Every morning I see the woman in a scarf. It’s either black or red; and once it was a tan scarf that looked like one I’d had as a kid that was unthreaded to death by a washing machine when I was 12.
Other than the scarf, the smoking woman dresses sort of like she’s about to take part in an equestrian show. She wears tall black boots, tight trousers, and a tan field jacket. She is always smoking a cigarette.
The woman in the scarf is my morning time gauge.
We pass each other three mornings a week, always somewhere between 7:15 and 7:20, when she is on her way from the metro to her office in the buildings near my flat and I am on the way to the metro to get across Prague. I have no idea where her commute starts, all I know is that I see her every morning. And depending on where I see her, I am either on time or very late.
There really is no in between. I am never late and I am never early. It is the by-product of being an obsessive son of a bitch. The latest I ever am is between fifteen and twenty minutes early for work, which is just about on time. Any closer to H Hour of a class equals late, and throws my day into a descending stairway of grumpiness.
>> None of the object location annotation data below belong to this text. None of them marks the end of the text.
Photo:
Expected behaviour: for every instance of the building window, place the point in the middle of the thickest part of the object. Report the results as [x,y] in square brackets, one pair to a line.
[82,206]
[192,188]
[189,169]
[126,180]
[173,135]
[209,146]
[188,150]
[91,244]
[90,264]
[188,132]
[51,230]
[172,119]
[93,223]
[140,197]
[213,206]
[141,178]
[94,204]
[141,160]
But today, I am running late, meaning I’ll hopefully get to work ten minutes early. Maybe five minutes early. But this is barring any holdups on the way and holdups are a thing that permanently roost, make love, and multiply in the mind of an obsessive SOB. Just as they are today.
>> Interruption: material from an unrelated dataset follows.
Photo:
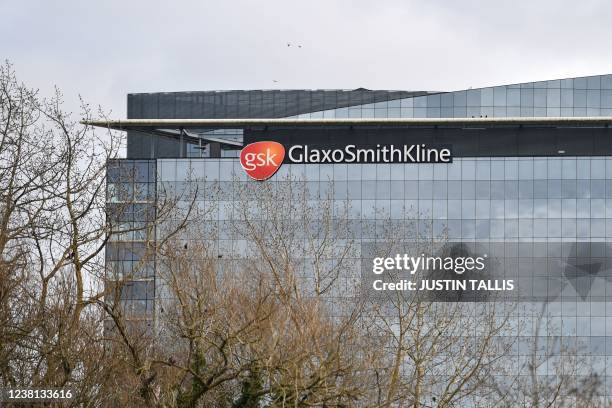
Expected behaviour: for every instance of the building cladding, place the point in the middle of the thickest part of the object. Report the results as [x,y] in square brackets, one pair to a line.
[536,186]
I don’t know why I am late today. Maybe it’s the fact that it’s dark. Always dark. I have been getting up at 5 am for a few weeks to get my writing in before work, but today it just didn’t happen. Even after I woke up and I simply had to get up and put water on my body before putting on clothing, I still didn’t move. I just lie there asking the lizard people who run our Matrix to let me stay in bed. But I got no answer, so I got up and put water on my body and coffee in my body and then I left. I’ll have to eat my grapefruit in between classes.
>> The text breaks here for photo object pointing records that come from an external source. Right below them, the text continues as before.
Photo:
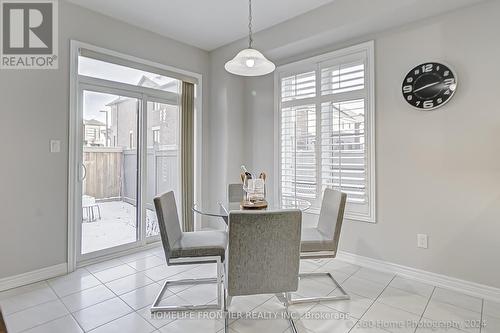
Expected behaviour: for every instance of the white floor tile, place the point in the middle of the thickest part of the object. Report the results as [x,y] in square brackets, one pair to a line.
[114,273]
[259,325]
[200,294]
[175,288]
[193,325]
[145,263]
[439,311]
[362,287]
[131,323]
[163,272]
[314,287]
[388,318]
[135,256]
[403,300]
[34,316]
[436,326]
[129,283]
[339,266]
[200,271]
[102,313]
[100,266]
[26,300]
[87,297]
[359,329]
[22,290]
[143,296]
[160,319]
[79,280]
[308,266]
[412,286]
[247,303]
[66,324]
[491,324]
[457,299]
[374,276]
[322,319]
[491,309]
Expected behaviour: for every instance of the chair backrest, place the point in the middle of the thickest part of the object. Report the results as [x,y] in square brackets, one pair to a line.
[331,215]
[263,252]
[168,221]
[235,192]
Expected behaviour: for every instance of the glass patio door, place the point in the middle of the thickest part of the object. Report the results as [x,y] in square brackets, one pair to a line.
[126,151]
[110,189]
[127,158]
[162,165]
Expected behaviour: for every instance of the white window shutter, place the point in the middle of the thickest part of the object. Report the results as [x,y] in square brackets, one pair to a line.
[326,129]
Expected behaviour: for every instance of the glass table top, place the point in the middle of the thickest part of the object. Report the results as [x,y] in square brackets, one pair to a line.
[225,207]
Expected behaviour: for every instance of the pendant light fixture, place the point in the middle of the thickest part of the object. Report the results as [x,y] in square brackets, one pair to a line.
[249,62]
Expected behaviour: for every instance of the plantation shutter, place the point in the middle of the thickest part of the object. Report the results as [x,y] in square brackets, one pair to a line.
[324,141]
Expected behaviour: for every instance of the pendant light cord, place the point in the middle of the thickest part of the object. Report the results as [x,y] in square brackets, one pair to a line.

I pass the woman in the scarf just near my corner, when she is already finished with her cigarette. Even she eyes me in a way that asked what I am doing all the way back here and then she checks her watch. We obsessive SOBs know one another. I shuffle forward in hurry.
The rest of the day will be completely thrown off now. I usually spend my tram time reading and my walking time making mental tweaks to lesson plans. But today all I can do is worry that I might be late, so on the tram I alternate my gaze between Lucky Jim and the clock at the front of the tram. I wonder if the woman in the scarf’s day will be any better.